- Hajjiabad Location within Iran
- Coordinates: 35°31′00″N 50°35′50″E﻿ / ﻿35.51667°N 50.59722°E
- Country: Iran
- Province: Markazi
- County: Zarandiyeh
- District: Zaviyeh
- Rural District: Rahmatabad

Population (2016)
- • Total: 61
- Time zone: UTC+3:30 (IRST)

= Hajjiabad, Zarandiyeh =

Village in Markazi province, Iran

Hajjiabad (حاجي اباد) (Note: Also romanized as Ḩājīābād and Hājjīābād; also known as Ḩājjīābād-e ‘Olyā) is a village in Rahmatabad Rural District of Zaviyeh District in Zarandiyeh County, Markazi province, Iran.

==Demographics==
===Population===
At the time of the 2006 National Census, the village's population was 31 in nine households, when it was in Hakimabad Rural District of the Central District.

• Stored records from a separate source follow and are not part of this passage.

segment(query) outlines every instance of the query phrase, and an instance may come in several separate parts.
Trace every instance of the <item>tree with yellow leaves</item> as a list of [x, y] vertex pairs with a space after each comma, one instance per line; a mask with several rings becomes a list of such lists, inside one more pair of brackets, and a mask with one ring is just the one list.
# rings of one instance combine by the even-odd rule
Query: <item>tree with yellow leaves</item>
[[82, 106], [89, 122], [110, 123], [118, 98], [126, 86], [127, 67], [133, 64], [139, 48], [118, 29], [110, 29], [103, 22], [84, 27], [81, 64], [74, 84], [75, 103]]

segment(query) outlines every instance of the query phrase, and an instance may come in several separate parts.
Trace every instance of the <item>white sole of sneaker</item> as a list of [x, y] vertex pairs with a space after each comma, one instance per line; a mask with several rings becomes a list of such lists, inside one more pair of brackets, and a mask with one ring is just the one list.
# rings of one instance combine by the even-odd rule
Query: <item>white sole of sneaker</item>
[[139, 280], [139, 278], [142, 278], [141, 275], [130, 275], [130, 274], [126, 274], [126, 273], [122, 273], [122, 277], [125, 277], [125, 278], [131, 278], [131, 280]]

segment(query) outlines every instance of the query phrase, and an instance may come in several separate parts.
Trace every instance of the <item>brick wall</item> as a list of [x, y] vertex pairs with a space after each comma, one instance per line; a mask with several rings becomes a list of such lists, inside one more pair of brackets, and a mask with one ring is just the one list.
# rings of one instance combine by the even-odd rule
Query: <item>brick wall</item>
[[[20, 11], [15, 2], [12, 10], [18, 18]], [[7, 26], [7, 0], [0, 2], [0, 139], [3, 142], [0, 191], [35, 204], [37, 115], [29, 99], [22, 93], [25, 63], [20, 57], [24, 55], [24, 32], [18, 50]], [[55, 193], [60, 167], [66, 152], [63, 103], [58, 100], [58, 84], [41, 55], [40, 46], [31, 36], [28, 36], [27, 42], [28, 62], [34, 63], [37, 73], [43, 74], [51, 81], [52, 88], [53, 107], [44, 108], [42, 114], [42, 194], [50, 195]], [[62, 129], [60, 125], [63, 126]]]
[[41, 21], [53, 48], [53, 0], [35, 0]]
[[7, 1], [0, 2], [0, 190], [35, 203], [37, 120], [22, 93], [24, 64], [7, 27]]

The following census in 2011 counted 44 people in 14 households. The 2016 census measured the population of the village as 61 people in 19 households.

In 2021, the rural district was separated from the district in the formation of Zaviyeh District. Hajjiabad was transferred to Rahmatabad Rural District created in the new district.